I knew one guy back in college who had his wallet on a chain. Vern, the low-rent Elvis marque who shot pool in the Valli basement with a Marlboro 100 perpetually depending from his lips. The chain gave him a touch of biker swagger. The chain said he had a Trojan tucked away. The chain said his driver’s license might be commercial. The chain said he might well snap that pool cue over his knee and swing the butt if it came to that.
One was wisely wary of a man with his wallet on a chain. Which brings us to a Twitter poll, of course.
I’m surprised he was surprised. Sensible men had “front,” of course. Diehard traditionalists had “back.” Men accustomed to the larcenous potential of urban interactions had front. Guys of an older age, with enormous baggy jeans hanging over nonexistent fundaments, had back. Front men regarded the wallet as an object intended to be reduced to the barest utility. Back men saw their wallet as a sort of portable hard drive, stuffed with everything they might possibly need.
I am a front man. My wallet is wafer-thin, with three cards, a work ID, and my driver’s license. In the thin slots are other forms of ID, one postage stamp, and a crisp $50, ironed flat. I take it out multiple times a day to go up and down the work elevator and beep myself into the office. I can slide it out and slide it back with minimal effort, because it does not have the dimensions of a paperback novel by one of those 60s authors who wrote 500 page novels about intrigue and romance in the car industry. I actually have three in the same style, color-coded to wardrobe, and can swap out the contents with the practiced ease of a soldier reassembling a field-striped rifle in the dark.
My father was a back-pocket man. My father somehow carried the same wallet for 30 years, and never lost it. All of his pants would inevitably bear the imprint of the wallet’s shape in the back right keister pocket . Sometimes when he took it out it looked as if it had been fused into a solid object by time and enormous pressure, like a geological formation. I remember once we looked through it.
His original Social Security card, which had been abraded over the years and reduced to the thickness of Dollar-Store toilet paper. I don’t know why he kept this close, but his generation (and mine, to some extent) regarded that card as precious and irreplaceable, something you’d have to produce in 40 years if you wanted your benefits.
A faded picture of Mom from 1946, after he returned from war, with the two of them smiling and hugging by the enormous filthy coal furnace by the Fargo train station.

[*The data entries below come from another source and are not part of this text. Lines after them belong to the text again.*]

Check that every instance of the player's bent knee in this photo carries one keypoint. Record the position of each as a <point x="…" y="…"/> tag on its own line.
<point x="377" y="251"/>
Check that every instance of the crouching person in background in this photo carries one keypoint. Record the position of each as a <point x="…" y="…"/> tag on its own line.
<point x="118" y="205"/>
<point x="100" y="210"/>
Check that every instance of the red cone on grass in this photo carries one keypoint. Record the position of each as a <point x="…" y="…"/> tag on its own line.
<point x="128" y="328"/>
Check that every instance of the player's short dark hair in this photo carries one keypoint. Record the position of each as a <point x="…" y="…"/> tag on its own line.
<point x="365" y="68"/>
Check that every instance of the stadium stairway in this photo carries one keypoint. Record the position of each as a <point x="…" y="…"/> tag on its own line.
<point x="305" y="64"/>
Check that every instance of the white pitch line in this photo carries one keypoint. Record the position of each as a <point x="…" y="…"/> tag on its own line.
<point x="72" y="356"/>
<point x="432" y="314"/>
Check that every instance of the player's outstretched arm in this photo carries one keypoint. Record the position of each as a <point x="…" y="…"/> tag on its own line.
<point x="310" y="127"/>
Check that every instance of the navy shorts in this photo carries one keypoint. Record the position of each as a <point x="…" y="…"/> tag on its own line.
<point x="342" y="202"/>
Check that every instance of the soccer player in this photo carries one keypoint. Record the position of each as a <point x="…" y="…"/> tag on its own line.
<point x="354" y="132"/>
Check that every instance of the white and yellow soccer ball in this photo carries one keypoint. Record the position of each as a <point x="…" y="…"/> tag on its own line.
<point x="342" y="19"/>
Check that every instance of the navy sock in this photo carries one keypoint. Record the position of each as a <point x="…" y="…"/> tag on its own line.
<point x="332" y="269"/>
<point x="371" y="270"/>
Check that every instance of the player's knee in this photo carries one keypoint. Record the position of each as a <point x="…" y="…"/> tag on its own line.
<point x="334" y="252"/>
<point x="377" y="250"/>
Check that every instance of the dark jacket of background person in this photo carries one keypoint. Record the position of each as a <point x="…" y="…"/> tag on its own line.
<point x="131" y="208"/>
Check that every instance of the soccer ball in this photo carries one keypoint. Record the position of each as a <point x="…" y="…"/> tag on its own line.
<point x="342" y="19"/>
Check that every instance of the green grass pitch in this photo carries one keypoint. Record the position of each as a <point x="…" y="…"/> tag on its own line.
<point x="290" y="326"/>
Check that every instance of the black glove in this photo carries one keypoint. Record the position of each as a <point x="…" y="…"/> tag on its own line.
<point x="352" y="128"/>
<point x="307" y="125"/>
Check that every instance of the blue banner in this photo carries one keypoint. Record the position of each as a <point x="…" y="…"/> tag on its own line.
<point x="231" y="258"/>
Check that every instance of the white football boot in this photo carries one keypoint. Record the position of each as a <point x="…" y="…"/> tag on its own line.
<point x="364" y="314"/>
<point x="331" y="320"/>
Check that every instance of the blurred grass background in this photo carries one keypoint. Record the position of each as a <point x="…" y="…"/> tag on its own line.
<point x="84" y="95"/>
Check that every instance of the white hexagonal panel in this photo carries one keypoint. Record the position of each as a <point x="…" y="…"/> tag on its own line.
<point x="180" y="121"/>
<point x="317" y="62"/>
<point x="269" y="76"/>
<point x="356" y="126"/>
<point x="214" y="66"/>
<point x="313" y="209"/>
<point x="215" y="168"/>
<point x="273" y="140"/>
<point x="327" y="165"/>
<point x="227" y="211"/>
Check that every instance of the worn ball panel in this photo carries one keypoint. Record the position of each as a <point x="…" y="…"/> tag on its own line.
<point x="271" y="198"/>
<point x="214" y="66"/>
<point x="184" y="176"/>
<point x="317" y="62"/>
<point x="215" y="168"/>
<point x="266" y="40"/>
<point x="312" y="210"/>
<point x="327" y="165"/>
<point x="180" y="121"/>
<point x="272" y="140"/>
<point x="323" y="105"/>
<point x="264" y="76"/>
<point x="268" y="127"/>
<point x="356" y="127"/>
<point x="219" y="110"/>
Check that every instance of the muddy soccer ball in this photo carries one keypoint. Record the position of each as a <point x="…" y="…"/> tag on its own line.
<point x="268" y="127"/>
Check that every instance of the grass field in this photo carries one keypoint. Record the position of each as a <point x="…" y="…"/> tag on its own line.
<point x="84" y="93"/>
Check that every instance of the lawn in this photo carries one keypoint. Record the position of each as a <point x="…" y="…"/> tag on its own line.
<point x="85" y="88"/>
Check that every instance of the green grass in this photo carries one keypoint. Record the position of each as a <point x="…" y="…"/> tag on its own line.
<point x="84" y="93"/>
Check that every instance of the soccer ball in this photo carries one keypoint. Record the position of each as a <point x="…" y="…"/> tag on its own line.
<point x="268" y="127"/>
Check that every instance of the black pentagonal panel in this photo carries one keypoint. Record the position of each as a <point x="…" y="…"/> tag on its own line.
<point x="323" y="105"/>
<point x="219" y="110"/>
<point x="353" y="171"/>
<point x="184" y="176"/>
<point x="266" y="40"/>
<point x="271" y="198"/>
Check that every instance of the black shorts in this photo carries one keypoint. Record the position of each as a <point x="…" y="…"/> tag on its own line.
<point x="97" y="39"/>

They both look very happy that he wasn’t killed on a miserable island on the other side of the planet.
Discharge documents, in case some burly MP braced him at the IHOP 62 years after he got out of the Navy and wanted him to prove he wasn’t AWOL.
Portraits of me and my sister in horrible high school clothes and ludicrous hair, and grainy shots of grandkids in the larval stages, all of whom were now driving and voting.
His pilot’s license. Expired, but that didn’t mean he couldn’t take the stick if he had to.
Fourteen charge cards for trucker gas-station plazas between Fargo and East St. Louis, Missouri, where he would drive and pick up product at 2 AM in the morning at the age of 82, indifferent to the fact that he was 82 at 2 AM in East St. Louis.
A driver’s license with a mugshot of his impassive face, looking like someone who’d been caught after 40 years on the run but was content with his choices
And more. One of the reasons the Dad Brick was so thick was the wallet itself. You could imagine it advertised in the back of VFW magazine as a “Whole-Cow Wallet.” It had been worn shiny by decades riding up and down in his back pocket. The edges, once sharp, had bent to his posterior contours. It was the sum of his life in many ways, a book of his duties and accomplishments. I don’t think he ever pulled out the pictures and gave them a glance, but he knew they were there. Every day he settled into the cab of his truck and felt the presence of The Wallet, and was reassured.
That’s my life, and it’s still all there.
Beautiful piece- made me miss my dad (back pocket), stepdad (BP), and James' dad too who was such a fixture on The Bleat over the years.
My first husband had a wallet with a chain. Made it very difficult when I tried to steal it.